This was to be Bartholomew’s punishment—the death of his youngest sister. Come springtime, a farmer tending his sheep would discover her decaying body.
No.
It would be frozen.
The cold winter temperatures would have preserved her flesh. She would be a lifeless but frozen beauty.
The local prince would insist she be laid out in his castle for all the locals to come and admire. Her family would hear of the frozen princess, and when they viewed her lifeless loveliness, they would break down weeping at the tragedy that had stolen her life.
Bartholomew would forever grieve for having given into his weakness for gambling. He would turn away from his vices and live out the remainder of his life…
In service to the church.
Yes.
Delia would have smiled at such a thought if her lips weren’t numb from the cold.
A garbled sob echoed, and Delia startled to realize it had come from her.
She was going to die. She was going to succumb to nature’s fury, and no one would care.
Not even her handsome prince.
Two
Lord Jack Thorne, Viscount Oswald watched out the window of his carriage at the inconvenient storm raging outside. Whereas others might be warmed that it would snow around the holidays, Jack, most certainly, was not.
Nothing about the holidays warmed him—not the singing, not the decorations, and most definitely not having to spend two weeks with family and friends.

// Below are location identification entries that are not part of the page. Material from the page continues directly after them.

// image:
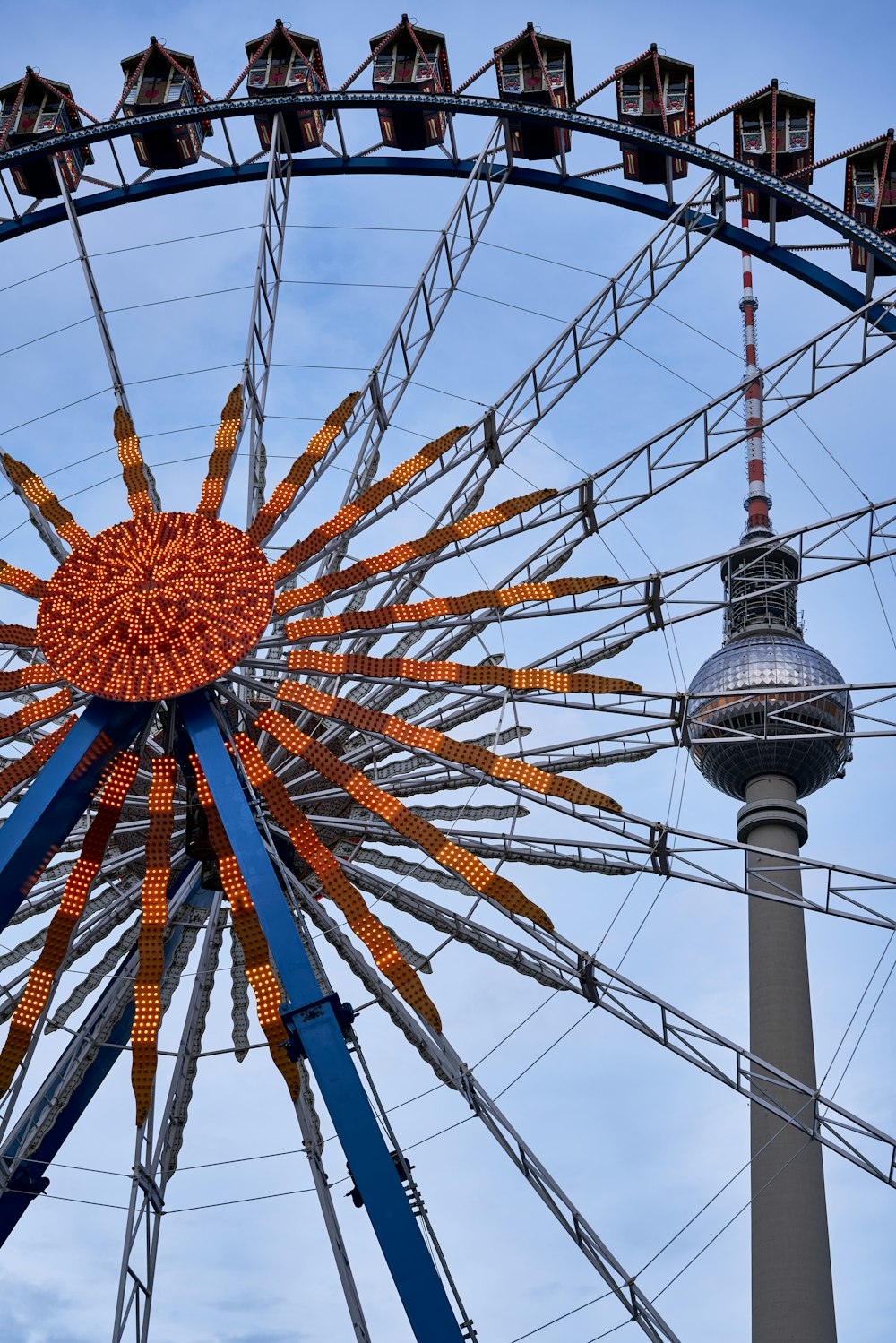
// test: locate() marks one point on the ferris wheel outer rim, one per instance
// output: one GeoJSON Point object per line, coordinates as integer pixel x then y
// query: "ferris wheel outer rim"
{"type": "Point", "coordinates": [806, 271]}
{"type": "Point", "coordinates": [605, 128]}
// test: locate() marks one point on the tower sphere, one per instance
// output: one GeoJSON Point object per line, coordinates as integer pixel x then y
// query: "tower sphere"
{"type": "Point", "coordinates": [737, 735]}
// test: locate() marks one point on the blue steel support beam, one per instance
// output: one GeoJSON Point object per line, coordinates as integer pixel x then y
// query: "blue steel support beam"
{"type": "Point", "coordinates": [742, 174]}
{"type": "Point", "coordinates": [18, 1197]}
{"type": "Point", "coordinates": [600, 193]}
{"type": "Point", "coordinates": [59, 794]}
{"type": "Point", "coordinates": [314, 1022]}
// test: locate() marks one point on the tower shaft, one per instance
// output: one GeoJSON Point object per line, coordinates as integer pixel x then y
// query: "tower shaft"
{"type": "Point", "coordinates": [758, 500]}
{"type": "Point", "coordinates": [791, 1283]}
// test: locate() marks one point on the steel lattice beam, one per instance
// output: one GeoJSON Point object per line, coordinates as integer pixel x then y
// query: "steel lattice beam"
{"type": "Point", "coordinates": [449, 1068]}
{"type": "Point", "coordinates": [263, 314]}
{"type": "Point", "coordinates": [406, 345]}
{"type": "Point", "coordinates": [737, 171]}
{"type": "Point", "coordinates": [831, 1124]}
{"type": "Point", "coordinates": [155, 1162]}
{"type": "Point", "coordinates": [583, 341]}
{"type": "Point", "coordinates": [61, 1100]}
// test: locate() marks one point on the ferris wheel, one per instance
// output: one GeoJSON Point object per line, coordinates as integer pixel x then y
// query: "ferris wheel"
{"type": "Point", "coordinates": [260, 727]}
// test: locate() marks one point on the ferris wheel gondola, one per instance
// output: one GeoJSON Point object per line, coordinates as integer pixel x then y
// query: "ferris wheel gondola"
{"type": "Point", "coordinates": [228, 702]}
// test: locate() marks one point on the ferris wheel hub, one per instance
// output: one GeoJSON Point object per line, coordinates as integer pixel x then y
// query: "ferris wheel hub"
{"type": "Point", "coordinates": [155, 607]}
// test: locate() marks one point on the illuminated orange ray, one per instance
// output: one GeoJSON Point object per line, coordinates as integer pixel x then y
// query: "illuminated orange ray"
{"type": "Point", "coordinates": [39, 673]}
{"type": "Point", "coordinates": [409, 669]}
{"type": "Point", "coordinates": [27, 764]}
{"type": "Point", "coordinates": [47, 708]}
{"type": "Point", "coordinates": [300, 470]}
{"type": "Point", "coordinates": [21, 581]}
{"type": "Point", "coordinates": [336, 885]}
{"type": "Point", "coordinates": [220, 461]}
{"type": "Point", "coordinates": [293, 598]}
{"type": "Point", "coordinates": [19, 635]}
{"type": "Point", "coordinates": [357, 785]}
{"type": "Point", "coordinates": [438, 745]}
{"type": "Point", "coordinates": [260, 973]}
{"type": "Point", "coordinates": [366, 503]}
{"type": "Point", "coordinates": [400, 613]}
{"type": "Point", "coordinates": [66, 917]}
{"type": "Point", "coordinates": [37, 492]}
{"type": "Point", "coordinates": [151, 944]}
{"type": "Point", "coordinates": [132, 463]}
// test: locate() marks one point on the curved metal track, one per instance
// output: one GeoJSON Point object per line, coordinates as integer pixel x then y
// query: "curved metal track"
{"type": "Point", "coordinates": [739, 174]}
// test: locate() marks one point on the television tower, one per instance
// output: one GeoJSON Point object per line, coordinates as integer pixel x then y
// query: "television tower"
{"type": "Point", "coordinates": [769, 750]}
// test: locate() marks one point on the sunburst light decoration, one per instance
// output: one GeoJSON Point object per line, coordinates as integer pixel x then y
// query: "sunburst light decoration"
{"type": "Point", "coordinates": [167, 603]}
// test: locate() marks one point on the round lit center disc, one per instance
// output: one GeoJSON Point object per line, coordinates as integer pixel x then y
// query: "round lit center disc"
{"type": "Point", "coordinates": [156, 607]}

Not that he didn’t love his grandparents and his sister and her family—he did. But he abhorred the contrived notions of joy and peace and all the other expectations Christmas promised.

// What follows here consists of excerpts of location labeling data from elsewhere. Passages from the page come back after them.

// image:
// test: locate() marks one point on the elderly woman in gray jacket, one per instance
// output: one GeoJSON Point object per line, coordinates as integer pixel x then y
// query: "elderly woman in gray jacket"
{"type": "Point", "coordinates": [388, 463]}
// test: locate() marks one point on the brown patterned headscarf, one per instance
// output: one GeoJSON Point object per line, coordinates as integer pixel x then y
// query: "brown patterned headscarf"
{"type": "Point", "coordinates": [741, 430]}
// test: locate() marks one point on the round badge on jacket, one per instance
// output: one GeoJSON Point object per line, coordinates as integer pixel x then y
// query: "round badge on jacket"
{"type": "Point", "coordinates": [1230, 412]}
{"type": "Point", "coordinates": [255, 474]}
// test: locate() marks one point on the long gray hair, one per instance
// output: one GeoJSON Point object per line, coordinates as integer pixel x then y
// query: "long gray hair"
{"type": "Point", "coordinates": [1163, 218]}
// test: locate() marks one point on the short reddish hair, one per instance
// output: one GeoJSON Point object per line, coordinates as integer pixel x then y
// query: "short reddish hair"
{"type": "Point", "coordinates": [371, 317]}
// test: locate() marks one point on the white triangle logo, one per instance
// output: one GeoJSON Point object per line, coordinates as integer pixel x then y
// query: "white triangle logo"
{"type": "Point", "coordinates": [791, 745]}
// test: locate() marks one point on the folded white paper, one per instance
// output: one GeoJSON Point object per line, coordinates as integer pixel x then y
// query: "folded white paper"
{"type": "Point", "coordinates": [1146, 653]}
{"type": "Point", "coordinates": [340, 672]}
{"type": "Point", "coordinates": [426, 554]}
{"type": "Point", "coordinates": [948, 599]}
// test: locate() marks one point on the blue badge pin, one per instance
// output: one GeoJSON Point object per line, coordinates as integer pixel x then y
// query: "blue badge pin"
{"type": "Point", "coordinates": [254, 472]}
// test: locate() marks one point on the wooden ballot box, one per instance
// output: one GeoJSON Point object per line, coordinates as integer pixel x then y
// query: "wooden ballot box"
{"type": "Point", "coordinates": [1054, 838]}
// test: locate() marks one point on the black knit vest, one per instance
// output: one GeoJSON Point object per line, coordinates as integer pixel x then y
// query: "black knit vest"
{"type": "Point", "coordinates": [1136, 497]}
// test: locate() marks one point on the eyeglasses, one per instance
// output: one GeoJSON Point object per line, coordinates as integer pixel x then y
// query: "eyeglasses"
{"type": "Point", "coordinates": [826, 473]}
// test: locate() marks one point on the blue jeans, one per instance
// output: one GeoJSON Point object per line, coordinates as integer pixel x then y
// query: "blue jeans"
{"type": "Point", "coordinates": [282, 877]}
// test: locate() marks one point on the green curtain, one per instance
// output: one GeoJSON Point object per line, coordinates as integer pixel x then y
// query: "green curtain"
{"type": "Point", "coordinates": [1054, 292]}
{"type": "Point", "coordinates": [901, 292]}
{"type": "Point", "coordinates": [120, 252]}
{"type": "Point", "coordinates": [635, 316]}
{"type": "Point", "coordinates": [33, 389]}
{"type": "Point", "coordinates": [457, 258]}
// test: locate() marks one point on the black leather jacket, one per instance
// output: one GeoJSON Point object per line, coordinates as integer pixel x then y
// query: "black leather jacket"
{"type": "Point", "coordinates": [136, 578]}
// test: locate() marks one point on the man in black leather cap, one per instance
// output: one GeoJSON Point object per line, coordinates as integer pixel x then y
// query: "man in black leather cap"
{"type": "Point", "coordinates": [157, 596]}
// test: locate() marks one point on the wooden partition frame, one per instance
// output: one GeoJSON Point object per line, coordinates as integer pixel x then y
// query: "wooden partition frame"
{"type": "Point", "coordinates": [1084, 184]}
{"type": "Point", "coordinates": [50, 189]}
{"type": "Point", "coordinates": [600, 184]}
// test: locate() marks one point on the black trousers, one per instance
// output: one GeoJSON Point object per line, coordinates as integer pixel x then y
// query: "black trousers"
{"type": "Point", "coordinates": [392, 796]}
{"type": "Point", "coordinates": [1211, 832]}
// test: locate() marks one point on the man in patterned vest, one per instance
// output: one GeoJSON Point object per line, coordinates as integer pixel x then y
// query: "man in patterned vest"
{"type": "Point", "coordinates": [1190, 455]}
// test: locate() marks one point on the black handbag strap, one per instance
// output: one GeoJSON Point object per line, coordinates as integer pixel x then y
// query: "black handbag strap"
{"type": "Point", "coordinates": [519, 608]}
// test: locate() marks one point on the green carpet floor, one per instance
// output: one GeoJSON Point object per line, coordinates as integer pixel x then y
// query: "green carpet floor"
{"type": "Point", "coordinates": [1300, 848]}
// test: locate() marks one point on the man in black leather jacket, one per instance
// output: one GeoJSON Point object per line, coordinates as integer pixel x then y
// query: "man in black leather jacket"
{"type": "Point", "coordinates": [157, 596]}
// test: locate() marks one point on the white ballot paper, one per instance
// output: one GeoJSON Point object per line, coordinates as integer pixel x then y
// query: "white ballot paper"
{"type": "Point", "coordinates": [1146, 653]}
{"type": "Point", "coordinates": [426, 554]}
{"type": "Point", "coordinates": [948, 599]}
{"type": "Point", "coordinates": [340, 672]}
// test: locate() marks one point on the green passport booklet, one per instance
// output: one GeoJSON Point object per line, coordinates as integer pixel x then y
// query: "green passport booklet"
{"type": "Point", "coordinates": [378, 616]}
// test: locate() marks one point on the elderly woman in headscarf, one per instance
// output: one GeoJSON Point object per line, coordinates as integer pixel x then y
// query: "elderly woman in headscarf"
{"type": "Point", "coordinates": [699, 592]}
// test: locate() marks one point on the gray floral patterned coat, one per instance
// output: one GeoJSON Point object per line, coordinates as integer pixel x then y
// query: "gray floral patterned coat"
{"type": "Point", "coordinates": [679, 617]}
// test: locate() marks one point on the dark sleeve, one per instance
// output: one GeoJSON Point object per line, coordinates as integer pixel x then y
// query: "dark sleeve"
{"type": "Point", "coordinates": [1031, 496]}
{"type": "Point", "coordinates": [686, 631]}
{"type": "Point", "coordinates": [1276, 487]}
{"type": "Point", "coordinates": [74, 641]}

It was a time for memories to mock people—a time to remind them that life isn’t the fairy-tale one imagines it will be as children.

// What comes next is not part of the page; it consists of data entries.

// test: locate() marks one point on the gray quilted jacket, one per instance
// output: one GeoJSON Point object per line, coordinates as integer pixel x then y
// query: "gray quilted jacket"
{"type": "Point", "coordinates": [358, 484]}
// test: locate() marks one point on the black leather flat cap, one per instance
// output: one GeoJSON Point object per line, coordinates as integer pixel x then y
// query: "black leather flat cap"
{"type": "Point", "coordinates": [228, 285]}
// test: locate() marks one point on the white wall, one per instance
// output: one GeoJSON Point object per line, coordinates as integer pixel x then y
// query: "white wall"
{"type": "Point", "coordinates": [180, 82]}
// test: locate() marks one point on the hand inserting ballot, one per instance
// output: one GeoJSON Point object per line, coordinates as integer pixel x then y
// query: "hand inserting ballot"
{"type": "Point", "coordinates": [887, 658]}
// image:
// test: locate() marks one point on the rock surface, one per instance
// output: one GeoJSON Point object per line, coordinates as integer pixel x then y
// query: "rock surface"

Jack was reasonably content and knew better than to expect anything more. His sister would mock him for failing to have “Christmas spirit,”—as though that was something any sane person wanted or needed.
The coach shuttered and Jack cursed at the snow outside.
Rather than sleep in his own bed, he was going to have to take his room at the Black Sheep, Old St. Vincentshire’s only inn.
And even more annoying, Lizzie, the barmaid who’d warmed his bed in the past, no longer worked at the inn. She’d been the one consolation he’d turned to on these occasions when he had no choice but to journey home. Unfortunately, when he’d visited in September, she’d informed him she was going to marry one of her father’s cousins’ sons.
What sort of fellow married a prostitute? Likely, the bloke didn’t know. As far as her family knew, she served ale and assisted in the kitchen.
Her groom was a lucky man though. Lizzie couldn’t cook worth a damn, but she possessed alternate talents to keep a man satisfied.
Mr. Chapman, the innkeeper at the Black Sheep, would have replaced her by now. But there wasn’t much consolation in that. Jack wasn’t interested in bedding just anyone. He’d known Lizzie for a few years before entering their arrangement, and was doubtful he’d find her replacement as suitable or enticing as Lizzie had been.
Nor as clean and… safe. In exchange for the regular stipend he’d provided her, he’d paid Lizzie enough that she could refuse other customers.
Which protected both of them from the pox as well as other maladies.
The best lay in the world wasn’t worth sacrificing one’s health, after all.
Damned inconsiderate of her father’s cousin’s son to come along and want to marry her, ruining a perfectly satisfying arrangement.
Jack dismissed a hollow ache that had plagued him recently. It didn’t really have anything to do with Lizzie, or the holidays, or anything of substance. And it would pass. It always did.
The world simply wasn’t the colorful place it had once been. It was… muted.